Embabel

Working with LLM Reasoning / Thinking

Motivation

Sometimes you need to validate an LLM’s reasoning process in addition to obtaining a structured result.

Consider this scenario: a user wants to plan a vacation and specifies that their preferred destinations are Greece and Italy, with available travel dates in June, August, or September. They ask the LLM to find flight options with affordable tickets for a one-week stay. The LLM returns a structured Flight object containing departure and return dates, destinations, and prices. Even if the output adheres to the expected schema, you may want to verify that:

The flight dates fall within the requested months
The destinations are actually in Greece or Italy rather than somewhere else

If the flight details fall outside the user’s criteria, access to the LLM’s reasoning process helps you understand why it made those choices.

An even more important use case arises when the LLM cannot fulfill a request—for example, when it cannot create the requested object because the user’s criteria are ambiguous or contradictory. In this case, the thinking blocks explain what went wrong, even though no result was produced.

Concepts

ThinkingBlock — An abstraction that carries details about LLM reasoning, including the tag type, tag value, and reasoning text content.
ThinkingTagType — An enum defining the types of reasoning markers: TAG (XML-style tags like <think>), PREFIX (line prefixes like //THINKING:), and NO_PREFIX (untagged reasoning text before JSON output).
ThinkingResponse<T> — A response wrapper that holds both the result object and a list of ThinkingBlock instances.
ThinkingException — An exception that preserves thinking blocks when object instantiation fails, enabling debugging even in error scenarios.
thinking() — The core PromptRunner API method that enables thinking extraction.

Example: Handling Objects and Thinking Blocks

// Configure the PromptRunner with an LLM and optional tools
PromptRunner runner = ai.withDefaultLlm()  // Example uses claude-sonnet-4-5
                        .withToolObject(Tooling.class);

String prompt = """
    What is the hottest month in Florida and its average high temperature?
    Please provide a detailed analysis of your reasoning.
    """;

// Use thinking() to enable thinking block extraction
ThinkingResponse<MonthItem> response = runner
        .thinking()
        .createObject(prompt, MonthItem.class);

// Access the structured result
MonthItem result = response.getResult();

// Access the LLM's reasoning process
List<ThinkingBlock> thinkingBlocks = response.getThinkingBlocks();

// Inspect individual thinking blocks
for (ThinkingBlock block : thinkingBlocks) {
    System.out.println("Type: " + block.getTagType());   // TAG, PREFIX, or NO_PREFIX
    System.out.println("Tag: " + block.getTagValue());   // e.g., "think", "analysis"
    System.out.println("Content: " + block.getContent());
}

Example: Handling Failures Gracefully

Use createObjectIfPossible when the LLM might not be able to produce a valid result:

ThinkingResponse<MonthItem> response = runner
        .thinking()
        .createObjectIfPossible(prompt, MonthItem.class);

MonthItem result = response.getResult();
if (result != null) {
    // Process the result
} else {
    // Object creation failed—examine the reasoning to understand why
    for (ThinkingBlock block : response.getThinkingBlocks()) {
        logger.info("LLM reasoning: {}", block.getContent());
    }
}

Provider Notes

Embabel exposes thinking through a provider-neutral API:

PromptRunner.thinking()
LlmOptions.thinking

This remains the primary public API for enabling reasoning/thinking mode.

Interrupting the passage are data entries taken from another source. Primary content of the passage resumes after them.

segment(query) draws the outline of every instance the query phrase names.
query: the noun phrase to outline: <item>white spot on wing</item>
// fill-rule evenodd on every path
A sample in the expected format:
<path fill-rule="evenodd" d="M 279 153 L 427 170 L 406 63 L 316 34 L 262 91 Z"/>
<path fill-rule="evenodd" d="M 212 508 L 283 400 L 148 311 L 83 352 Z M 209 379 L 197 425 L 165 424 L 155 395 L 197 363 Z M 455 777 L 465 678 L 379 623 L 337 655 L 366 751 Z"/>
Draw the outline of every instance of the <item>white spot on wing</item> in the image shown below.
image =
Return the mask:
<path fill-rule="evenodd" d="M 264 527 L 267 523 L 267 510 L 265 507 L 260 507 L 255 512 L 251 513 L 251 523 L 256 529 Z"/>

Under the hood, provider integrations may translate Thinking differently to match provider-specific capabilities. For example, Google GenAI maps Embabel thinking options to the corresponding Spring AI Google GenAI chat options such as includeThoughts and thinkingBudget.

No new application-level thinking API is required for callers. In general, existing applications should continue to use Embabel’s generic thinking API rather than provider-specific configuration.

Some providers may also define model-level defaults in model YAML, but explicit runtime thinking requests still flow through LlmOptions.thinking.

Provider behavior may differ slightly depending on how Spring AI surfaces reasoning data:

Some providers expose reasoning on the assistant message itself
Others expose it through generation metadata

As a result, the presence and shape of extracted thinking blocks may vary somewhat by provider and Spring AI integration version.